Uscito dall’argilla della terra, l’uomo è, più che la donna, volto verso il mondo esterno da cui è stato tratto ; deve impiegare la sua forza per conquistarlo e per coltivarlo ; Certamente, è all’uomo e alla donna messi insieme che il racconto sacerdotale assegna una sorta di vice regalità sull’universo : Moltiplicatevi, riempite la terra e sottomettetela (Gen 1 28). Ma il racconto yahvista suggerisce che in questo campo l’iniziativa appartiene all’uomo. Egli è incaricato di sottomettere a se stesso l’universo materiale, ruolo che, tra l’altro, non potrà compiere facilmente se non resta lui stesso sottomesso a Dio. Cosi’, dopo la caduta, l’universo materiale è in rivolta contro l’uomo che cerca di renderlo suo servo, perché lui stesso si è rivoltato contro Dio (Gen 3 17-19) : Poiché hai ascoltato la voce di tua moglie e hai mangiato dell’albero del quale ti avevo proibito di mangiare, sia maledetta la terra per cagion tua ; con fatica trarrai da essa il nutrimento per tutto il tempo di tua vita…

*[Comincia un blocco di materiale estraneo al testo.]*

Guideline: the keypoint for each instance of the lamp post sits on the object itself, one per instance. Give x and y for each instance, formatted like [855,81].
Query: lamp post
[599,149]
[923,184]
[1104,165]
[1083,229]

Quanto alla donna, le viene attribuita una funzione di un altro tipo e, sotto certi aspetti, più nobile. Ella non è nata dall’argilla del suolo come l’uomo, ma da una delle costole del primo uomo, quindi, dal cuore dell’essere umano ; in tal modo, ella è volta innanzitutto verso l’umano, al fine di educare e di far progredire l’uomo volgendolo verso Dio ! Forse lei non fa già progredire il primo uomo nella conoscenza della sua vocazione ? Solo al vederla capisce pienamente chi è lui stesso e chi è agli occhi di Dio. Ed è nelle sue attività essenziali (di madre e di sposa) che la donna è colpita dalla condanna dopo la caduta :   Moltiplichero’ le doglie delle tue gravidanze, partorirai i figli nel dolore. Tuttavia ti sentirai attratta con ardore verso tuo marito, ed egli dominerà su di te.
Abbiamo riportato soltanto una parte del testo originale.